Все-таки на душе спокойнее, когда ракеты нацистов проносятся над головой, а не садятся поблизости. К счастью, немцам нет дела до Каньон-Сити и Колорадо. Как и до Юты, Вайоминга и восточной части Невады – малонаселенных штатов, где одни пустыни, горы да пастбища.
«Тут нечем поживиться, – сказала она себе, – поэтому каждому позволено прожить свою жалкую жизнь. Если он захочет. Если жизнь для него что-то значит».

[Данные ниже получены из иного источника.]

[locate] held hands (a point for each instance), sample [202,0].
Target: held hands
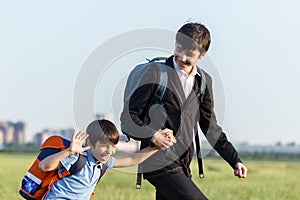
[240,170]
[163,139]
[77,141]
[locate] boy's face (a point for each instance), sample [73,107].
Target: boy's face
[102,152]
[186,58]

Она услышала, как открывается дверь одной из кабинок. Вышла мисс Дэвис, полноватая молодуха, одетая, со свертком под мышкой.

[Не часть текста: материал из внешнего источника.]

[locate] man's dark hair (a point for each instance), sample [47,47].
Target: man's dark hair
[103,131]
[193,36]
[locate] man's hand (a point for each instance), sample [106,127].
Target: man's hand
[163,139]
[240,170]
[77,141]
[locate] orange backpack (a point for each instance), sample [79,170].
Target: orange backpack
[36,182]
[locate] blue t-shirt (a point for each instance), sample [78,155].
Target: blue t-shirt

– О, вы ждали, мисс Фринк? Простите.
– Ничего.
– Мисс Фринк, хочу вам сказать, что дзюдо – это великолепно. Оно мне дает даже больше, чем дзен.
– «Хотите стройные бедра – вам поможет дзен, – процитировала Джулиана. – Потеряйте лишние фунты в безболезненных сатори».[31] Простите мою рассеянность, мисс Дэвис.
– Вам часто делали больно?
– Кто?
– Япошки. Когда вы у них учились.
– О, это было ужасно. Желаю вам никогда не попадать к ним в лапы. Держитесь подальше от побережья.
– Я еще ни разу не уезжала из Колорадо, – дрогнувшим голосом призналась женщина.
– Они могут и здесь до вас добраться, – предупредила Джулиана. – Вдруг им взбредет в голову оккупировать эту территорию.
– Но война так давно закончилась! – воскликнула Дэвис.
– Откуда нам знать, что у них на уме, – задумчиво произнесла Джулиана. – Японцы – скрытный народ.
– А… что они с вами делали? – с интересом спросила женщина и подступила ближе.
– Все, – ответила Джулиана.
– О господи! Я бы им без боя не далась. – Дэвис обеими руками прижала сверток к телу.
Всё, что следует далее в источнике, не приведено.